Javorový vrch is a solitary summit. There is no marked tourist trail leading to the summit, which itself is a small rocky outcrop located within dense spruce forest, covered by alpine grass. Due to the dense forest, the summit does not offer any panoramic views. On the summit area, there is a triangulation station established in 1937, marked on geodetic maps with the number 12, at an elevation of 1,076.28 meters above sea level, with geographical coordinates of . This station is located about 40 meters east of the summit, marked by a steel post painted with alternating white and red horizontal stripes, warning against its destruction with a sign reading Státní triangulace Poškození se trestá (State Triangulation – Damage is Punishable).

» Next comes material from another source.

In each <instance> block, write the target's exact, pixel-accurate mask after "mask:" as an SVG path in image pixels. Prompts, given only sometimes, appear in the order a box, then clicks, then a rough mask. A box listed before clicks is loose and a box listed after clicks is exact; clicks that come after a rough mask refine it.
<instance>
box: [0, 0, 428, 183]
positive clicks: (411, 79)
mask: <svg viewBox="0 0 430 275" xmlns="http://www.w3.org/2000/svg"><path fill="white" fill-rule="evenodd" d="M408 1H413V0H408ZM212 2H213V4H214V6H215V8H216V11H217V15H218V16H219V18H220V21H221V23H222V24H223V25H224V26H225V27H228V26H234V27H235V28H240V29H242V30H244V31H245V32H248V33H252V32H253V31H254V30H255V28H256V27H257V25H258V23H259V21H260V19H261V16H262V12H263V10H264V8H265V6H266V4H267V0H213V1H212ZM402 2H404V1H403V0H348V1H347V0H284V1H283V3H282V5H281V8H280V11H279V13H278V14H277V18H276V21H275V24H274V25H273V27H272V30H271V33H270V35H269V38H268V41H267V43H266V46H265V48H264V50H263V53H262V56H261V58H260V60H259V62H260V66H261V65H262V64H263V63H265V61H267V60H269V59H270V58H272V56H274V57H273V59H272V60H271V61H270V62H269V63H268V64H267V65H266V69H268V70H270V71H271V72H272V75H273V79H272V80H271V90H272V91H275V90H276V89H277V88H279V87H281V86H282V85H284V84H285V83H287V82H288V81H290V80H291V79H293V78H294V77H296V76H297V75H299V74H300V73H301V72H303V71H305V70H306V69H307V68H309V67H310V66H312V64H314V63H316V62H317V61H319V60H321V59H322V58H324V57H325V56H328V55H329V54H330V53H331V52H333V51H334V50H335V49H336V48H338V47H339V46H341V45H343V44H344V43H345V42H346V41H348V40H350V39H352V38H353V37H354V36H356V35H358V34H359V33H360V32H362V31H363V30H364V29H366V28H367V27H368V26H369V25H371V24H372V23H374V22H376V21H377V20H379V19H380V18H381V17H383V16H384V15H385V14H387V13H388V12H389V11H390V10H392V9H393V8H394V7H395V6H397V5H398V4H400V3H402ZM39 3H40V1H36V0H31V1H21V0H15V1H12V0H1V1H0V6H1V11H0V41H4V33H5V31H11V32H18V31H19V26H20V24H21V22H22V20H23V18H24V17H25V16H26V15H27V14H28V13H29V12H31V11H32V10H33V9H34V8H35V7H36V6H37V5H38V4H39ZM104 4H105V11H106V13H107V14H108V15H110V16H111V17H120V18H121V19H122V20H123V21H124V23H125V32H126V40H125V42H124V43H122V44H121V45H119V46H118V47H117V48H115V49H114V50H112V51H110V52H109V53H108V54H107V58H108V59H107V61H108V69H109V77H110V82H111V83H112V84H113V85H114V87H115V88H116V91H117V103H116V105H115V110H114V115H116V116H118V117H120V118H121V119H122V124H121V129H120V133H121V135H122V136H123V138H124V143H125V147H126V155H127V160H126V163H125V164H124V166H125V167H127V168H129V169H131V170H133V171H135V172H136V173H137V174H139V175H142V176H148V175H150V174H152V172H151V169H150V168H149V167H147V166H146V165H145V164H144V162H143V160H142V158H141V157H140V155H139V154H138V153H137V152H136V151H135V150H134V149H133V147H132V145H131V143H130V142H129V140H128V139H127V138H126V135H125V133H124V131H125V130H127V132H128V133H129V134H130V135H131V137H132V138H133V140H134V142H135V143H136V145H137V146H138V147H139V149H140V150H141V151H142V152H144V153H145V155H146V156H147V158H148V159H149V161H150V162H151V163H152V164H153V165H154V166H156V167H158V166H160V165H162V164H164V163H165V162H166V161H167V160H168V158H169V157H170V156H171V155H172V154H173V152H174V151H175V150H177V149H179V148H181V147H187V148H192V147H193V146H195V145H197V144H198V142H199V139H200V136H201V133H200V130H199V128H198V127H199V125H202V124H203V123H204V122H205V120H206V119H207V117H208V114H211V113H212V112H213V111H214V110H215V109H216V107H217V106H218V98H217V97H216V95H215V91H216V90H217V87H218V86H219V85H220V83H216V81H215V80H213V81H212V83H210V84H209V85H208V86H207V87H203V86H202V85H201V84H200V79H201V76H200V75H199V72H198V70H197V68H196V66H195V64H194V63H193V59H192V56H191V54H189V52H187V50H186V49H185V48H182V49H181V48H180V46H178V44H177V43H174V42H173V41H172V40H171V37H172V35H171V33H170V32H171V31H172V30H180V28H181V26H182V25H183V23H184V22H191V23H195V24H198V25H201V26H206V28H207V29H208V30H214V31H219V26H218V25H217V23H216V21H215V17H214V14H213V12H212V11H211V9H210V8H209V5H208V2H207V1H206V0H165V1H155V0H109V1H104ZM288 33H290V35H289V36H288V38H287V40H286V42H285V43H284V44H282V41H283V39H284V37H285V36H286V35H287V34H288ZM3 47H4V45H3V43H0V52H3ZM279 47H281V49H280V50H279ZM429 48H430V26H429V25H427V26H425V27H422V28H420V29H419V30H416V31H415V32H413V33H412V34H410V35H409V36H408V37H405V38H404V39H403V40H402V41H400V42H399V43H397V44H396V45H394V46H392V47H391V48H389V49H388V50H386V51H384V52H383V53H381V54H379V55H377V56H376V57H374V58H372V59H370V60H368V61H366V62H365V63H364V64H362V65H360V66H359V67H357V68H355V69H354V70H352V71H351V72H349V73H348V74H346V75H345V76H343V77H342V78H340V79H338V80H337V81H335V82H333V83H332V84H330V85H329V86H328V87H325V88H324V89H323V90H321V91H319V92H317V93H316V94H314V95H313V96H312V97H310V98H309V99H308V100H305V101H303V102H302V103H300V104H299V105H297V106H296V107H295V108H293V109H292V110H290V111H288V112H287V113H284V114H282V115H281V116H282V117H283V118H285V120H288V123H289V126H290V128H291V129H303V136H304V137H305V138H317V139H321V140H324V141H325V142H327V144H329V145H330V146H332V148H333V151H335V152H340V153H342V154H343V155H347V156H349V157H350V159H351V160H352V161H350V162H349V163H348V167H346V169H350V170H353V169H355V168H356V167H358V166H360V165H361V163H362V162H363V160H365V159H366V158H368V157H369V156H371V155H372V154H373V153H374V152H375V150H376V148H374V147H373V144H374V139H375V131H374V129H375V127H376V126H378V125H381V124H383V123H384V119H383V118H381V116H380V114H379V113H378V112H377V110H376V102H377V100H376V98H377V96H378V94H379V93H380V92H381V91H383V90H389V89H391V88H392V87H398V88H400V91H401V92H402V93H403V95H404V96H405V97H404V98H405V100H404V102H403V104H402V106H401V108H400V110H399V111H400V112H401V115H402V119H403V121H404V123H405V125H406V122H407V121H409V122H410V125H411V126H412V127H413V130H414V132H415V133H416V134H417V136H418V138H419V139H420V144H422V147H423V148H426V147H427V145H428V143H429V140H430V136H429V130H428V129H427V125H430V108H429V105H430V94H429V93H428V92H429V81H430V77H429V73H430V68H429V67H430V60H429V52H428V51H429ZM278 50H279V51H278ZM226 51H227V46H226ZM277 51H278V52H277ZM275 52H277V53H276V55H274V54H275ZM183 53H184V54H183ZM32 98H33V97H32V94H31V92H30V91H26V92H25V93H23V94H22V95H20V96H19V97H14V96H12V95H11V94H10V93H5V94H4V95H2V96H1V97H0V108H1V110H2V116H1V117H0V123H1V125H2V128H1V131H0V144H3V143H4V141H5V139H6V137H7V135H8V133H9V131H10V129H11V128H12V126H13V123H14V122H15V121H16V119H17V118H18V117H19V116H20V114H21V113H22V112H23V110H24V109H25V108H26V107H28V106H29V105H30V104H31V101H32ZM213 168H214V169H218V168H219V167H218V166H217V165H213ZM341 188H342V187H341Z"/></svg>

The Czech Office for Surveying, Mapping, and Cadastre (CÚZK) in Prague reports the highest point of the mountain – the summit – at an elevation of 1,078.7 meters above sea level with coordinates .

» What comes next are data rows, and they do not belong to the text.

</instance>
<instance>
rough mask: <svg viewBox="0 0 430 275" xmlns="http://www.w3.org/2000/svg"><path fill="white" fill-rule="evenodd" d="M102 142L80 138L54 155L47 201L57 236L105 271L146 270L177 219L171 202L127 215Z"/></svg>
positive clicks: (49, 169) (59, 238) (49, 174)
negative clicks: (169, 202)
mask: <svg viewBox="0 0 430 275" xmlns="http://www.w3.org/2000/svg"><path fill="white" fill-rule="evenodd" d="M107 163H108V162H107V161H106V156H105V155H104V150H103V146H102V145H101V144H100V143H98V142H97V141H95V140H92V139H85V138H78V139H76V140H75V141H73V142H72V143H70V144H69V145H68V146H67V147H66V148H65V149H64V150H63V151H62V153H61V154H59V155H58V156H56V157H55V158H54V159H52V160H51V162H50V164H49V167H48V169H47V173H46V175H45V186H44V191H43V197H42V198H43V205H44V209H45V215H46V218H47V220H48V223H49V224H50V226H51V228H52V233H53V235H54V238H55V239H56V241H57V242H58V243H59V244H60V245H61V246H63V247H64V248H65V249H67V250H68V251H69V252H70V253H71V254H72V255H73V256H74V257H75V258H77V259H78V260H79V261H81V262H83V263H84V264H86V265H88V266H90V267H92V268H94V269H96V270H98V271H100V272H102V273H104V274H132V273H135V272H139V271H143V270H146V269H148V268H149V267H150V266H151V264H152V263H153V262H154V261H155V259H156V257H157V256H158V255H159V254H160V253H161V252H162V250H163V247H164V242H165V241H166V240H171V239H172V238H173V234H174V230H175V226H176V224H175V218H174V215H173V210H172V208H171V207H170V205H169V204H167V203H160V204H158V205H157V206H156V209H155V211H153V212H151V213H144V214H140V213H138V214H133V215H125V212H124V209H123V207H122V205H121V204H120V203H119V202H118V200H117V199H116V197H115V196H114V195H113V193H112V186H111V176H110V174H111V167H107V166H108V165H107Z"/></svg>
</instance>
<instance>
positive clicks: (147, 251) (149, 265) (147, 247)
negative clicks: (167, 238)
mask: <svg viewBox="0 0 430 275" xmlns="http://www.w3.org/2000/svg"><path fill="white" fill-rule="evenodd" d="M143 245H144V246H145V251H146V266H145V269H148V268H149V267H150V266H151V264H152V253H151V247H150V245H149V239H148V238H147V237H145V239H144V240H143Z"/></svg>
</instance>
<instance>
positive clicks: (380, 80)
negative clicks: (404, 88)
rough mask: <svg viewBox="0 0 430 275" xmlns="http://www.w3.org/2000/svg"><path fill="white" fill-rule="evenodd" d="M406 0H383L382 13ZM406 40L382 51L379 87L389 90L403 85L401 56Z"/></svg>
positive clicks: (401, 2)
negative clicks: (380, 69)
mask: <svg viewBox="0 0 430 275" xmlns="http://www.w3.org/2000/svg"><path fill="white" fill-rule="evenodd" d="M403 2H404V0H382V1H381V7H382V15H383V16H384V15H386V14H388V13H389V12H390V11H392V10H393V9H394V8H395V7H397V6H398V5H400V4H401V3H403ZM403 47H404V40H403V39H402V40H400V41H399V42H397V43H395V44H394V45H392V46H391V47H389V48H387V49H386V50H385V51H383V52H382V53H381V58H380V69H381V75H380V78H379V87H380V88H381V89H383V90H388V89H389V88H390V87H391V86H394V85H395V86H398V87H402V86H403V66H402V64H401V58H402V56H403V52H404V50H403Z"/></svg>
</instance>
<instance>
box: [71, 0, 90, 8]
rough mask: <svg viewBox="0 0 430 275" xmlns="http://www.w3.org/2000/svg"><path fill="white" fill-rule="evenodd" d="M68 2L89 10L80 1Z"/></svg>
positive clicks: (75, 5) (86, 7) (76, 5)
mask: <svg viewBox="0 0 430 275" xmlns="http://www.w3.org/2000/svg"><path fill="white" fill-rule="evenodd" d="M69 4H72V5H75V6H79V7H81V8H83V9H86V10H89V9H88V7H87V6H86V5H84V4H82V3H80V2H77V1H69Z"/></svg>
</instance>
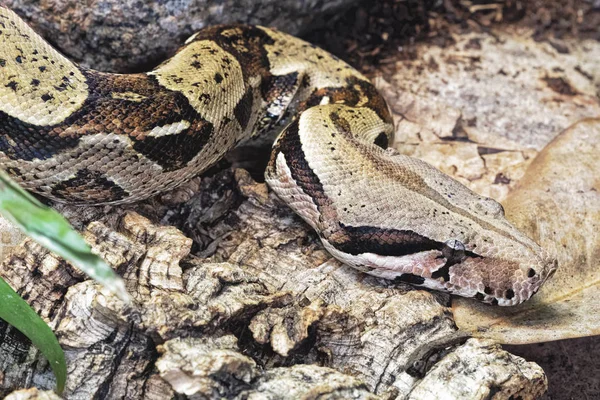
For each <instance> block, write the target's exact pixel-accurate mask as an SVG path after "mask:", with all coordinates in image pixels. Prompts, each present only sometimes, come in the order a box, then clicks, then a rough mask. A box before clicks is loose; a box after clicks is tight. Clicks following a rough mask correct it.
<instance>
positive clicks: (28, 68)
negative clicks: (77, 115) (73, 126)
mask: <svg viewBox="0 0 600 400" xmlns="http://www.w3.org/2000/svg"><path fill="white" fill-rule="evenodd" d="M0 31H1V32H2V33H1V34H0V43H1V44H0V46H1V48H2V52H0V111H3V112H5V113H7V114H8V115H10V116H13V117H15V118H19V119H20V120H22V121H24V122H27V123H30V124H33V125H54V124H57V123H59V122H62V121H63V120H64V119H65V118H67V117H68V116H70V115H71V114H73V112H74V111H76V110H78V109H79V108H80V107H81V105H82V104H83V102H84V100H85V99H86V98H87V95H88V86H87V84H86V82H85V78H84V76H83V75H82V73H81V72H80V71H79V69H78V68H77V66H76V65H75V64H73V63H72V62H71V61H69V60H68V59H66V58H65V57H63V56H62V55H61V54H60V53H59V52H57V51H56V50H54V49H53V48H52V46H50V45H49V44H48V43H47V42H45V41H34V40H30V39H31V38H35V37H37V36H38V35H37V34H36V33H35V32H34V31H33V29H31V28H30V27H29V26H27V24H25V22H23V21H22V20H21V19H20V18H19V17H17V16H16V15H15V14H14V13H13V12H12V11H10V10H8V9H3V10H2V13H0ZM28 39H29V40H28Z"/></svg>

Access to the summit begins at the Videlské sedlo pass.' From this point, the route leads northeast along the yellow tourist trail for approximately 100 meters to a trail junction. From there, the path continues straight through a clearing, following an unmarked trail for 650 meters uphill until another trail intersection is reached. After a left turn, the path continues for about 170 meters to the summit area, where the summit rock is located roughly 100 meters to the left of the path.'

=== Geology ===
Geologically, the massif of Javorový vrch belongs to the Desná Dome unit and is composed of metamorphic rocks, mainly blasto-mylonites (biotites, chlorites, and muscovites), igneous rocks, mainly meta-granitoids, and sedimentary rocks, mainly meta-conglomerates.

=== Waters ===
The summit and slopes of Javorový vrch are located to the northeast of the European watershed boundary, thus belonging to the Baltic Sea basin. The waters from this part of the Hrubý Jeseník range flow into the Oder river basin, fed by mountain streams near the mountain, including the Bělá, Skalní potok, Střední Opava, and Česnekový potok streams. Several short, unnamed streams, tributaries of the Skalní potok and Česnekový potok streams, originate from the slopes of Javorový vrch. On the eastern slope, at an elevation of about 990 meters above sea level, there is a small marshy area. Additionally, on the western slope, about 800 meters northwest of the summit, at an elevation of about 860 meters above sea level, lies a spring called Studánka Pod Videlským sedlem, located near the Zlatá stráň road, about 100 meters from the higher loop of road no. 450. Due to the relatively gentle slopes, there are no waterfalls or cascades on the mountain.

== Nature preservation ==
The summit and its slopes are located within a designated protected area known as the Jeseníky Protected Landscape Area, established to protect rock formations, landforms, plant life, and rare animal species.